One of those who doesn’t believe Oswald killed JFK is the man who happened to visit the grave when I did. He’d been there before but told me it had been a few years. His name was Terry Brown, and he said he was 6 years old the day JFK was assassinated.
Let me first say that Terry seemed like an entirely normal, sensible guy. He didn’t strike me as a kook – not that I consider everyone who believes in conspiracy theories a nut job. We talked for about 20 minutes, and he told me a lot of things I’d never heard. I listened and tried to make sense of what he was calmly telling me.
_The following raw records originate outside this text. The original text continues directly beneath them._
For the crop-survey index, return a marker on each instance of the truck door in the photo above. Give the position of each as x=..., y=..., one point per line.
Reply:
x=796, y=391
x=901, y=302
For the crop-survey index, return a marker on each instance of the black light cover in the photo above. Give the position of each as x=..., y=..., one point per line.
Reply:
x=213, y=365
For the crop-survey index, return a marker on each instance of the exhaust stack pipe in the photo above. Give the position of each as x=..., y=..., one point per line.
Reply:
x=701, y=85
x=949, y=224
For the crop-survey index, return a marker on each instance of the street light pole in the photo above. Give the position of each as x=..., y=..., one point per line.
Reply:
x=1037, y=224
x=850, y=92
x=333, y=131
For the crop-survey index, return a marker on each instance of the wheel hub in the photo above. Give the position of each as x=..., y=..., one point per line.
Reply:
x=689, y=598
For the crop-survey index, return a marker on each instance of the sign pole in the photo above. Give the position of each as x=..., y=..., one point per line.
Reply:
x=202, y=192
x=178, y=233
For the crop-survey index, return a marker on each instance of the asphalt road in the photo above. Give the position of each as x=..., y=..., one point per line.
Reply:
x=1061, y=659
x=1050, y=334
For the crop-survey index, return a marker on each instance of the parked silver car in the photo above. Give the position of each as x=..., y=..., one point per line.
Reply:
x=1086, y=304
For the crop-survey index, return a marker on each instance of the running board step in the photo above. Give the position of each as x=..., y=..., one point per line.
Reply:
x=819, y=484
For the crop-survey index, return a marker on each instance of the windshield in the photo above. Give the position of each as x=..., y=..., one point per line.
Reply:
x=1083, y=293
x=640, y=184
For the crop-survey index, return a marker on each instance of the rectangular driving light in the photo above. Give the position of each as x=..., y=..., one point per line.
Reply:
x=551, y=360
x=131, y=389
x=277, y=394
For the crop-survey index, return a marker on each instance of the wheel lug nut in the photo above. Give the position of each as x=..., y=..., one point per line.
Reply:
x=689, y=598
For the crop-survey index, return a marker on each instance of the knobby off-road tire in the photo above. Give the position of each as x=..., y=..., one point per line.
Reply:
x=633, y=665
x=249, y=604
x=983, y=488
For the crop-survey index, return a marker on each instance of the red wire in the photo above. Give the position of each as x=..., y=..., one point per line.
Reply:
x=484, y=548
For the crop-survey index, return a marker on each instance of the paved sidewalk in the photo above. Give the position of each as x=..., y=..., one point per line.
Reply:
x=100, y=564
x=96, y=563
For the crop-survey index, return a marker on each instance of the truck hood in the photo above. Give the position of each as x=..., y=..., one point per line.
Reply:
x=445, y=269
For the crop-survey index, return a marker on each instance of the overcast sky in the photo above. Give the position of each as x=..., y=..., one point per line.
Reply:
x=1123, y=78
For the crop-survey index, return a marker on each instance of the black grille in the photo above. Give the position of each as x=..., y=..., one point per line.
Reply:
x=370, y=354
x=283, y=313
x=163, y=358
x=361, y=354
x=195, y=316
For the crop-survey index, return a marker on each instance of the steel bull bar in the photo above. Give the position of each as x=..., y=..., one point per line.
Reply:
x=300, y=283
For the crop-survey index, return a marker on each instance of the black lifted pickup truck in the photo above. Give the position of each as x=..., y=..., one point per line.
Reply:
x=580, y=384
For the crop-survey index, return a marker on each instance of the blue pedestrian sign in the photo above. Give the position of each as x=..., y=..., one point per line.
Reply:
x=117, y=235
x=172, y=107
I’ll have to admit that I haven’t done as much research on the assassination as a lot of people have, and I definitely haven’t immersed myself in the numerous JFK conspiracies that have continued to circulate over the decades. For years, I’ve felt that Oswald acted alone, and I suppose I’ve never really allowed myself to think otherwise.
For one, Terry insisted, Oswald wasn’t even on the sixth floor of the depository when the shooting took place – he was in a second-floor break room drinking a Dr Pepper. I’ve never heard that one, and I think it’s poppycock (a cleaner word than first came to mind).
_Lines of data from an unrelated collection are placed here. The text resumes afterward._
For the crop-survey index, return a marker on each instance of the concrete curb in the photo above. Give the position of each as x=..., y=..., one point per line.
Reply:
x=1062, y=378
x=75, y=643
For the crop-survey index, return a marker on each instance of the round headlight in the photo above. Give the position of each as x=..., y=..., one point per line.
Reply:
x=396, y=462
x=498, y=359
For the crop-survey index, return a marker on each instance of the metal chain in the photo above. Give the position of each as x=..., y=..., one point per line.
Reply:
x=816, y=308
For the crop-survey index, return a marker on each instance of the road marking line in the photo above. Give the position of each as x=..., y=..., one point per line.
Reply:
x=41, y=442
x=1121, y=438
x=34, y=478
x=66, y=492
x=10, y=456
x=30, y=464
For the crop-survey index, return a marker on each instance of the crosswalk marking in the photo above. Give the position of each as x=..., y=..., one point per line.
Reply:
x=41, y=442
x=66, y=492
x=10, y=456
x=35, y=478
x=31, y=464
One of the things Terry talked about was the married but separated Oswald’s girlfriend at the time, the now 79-year-old Judyth Vary Baker, whom I’d never heard of, and about how she had been working with the U.S. government on a new type of cancer targeting Cuban dictator Fidel Castro. Terry said Oswald was in on this, and that it’s all in one of Baker’s books, “Me & Lee: How I Came to Know, Love and Lose Lee Harvey Oswald.” She’s spent decades trying to prove Oswald’s innocence and has been widely attacked for it.
Terry mentioned that he, Baker – who moved to Europe to escape the criticism – and other supporters planned to be at Oswald’s grave for today’s assassination anniversary, and he invited me. I told him I’d be working, but I certainly wouldn’t have gone. He also invited me to the JFK Assassination Conference this past weekend in Dallas, where Baker and other experts were to speak. I did think about going to that, but not seriously, and not because anything he said gives me pause.
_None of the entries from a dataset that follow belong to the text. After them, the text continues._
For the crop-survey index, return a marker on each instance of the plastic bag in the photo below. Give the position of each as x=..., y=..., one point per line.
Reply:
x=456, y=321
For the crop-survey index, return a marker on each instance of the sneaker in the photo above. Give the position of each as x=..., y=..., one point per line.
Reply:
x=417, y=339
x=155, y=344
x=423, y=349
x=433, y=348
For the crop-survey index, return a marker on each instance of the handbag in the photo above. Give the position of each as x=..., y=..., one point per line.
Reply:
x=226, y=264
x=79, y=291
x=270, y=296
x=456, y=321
I understand there’s a lot of stuff out there about the assassination, much of it nonsense, much of it plausible. I believe it’s true that a lot of people wanted JFK dead. You could probably say the same about every U.S. president. Some of what I’ve heard and read over the years has made me begin to think other people might have been involved with Oswald in JFK’s demise.
But I still believe that Oswald fired the shots, and it’ll take a lot more than the conspiracy talk of a guy I met while standing next to LHO’s grave to convince me otherwise.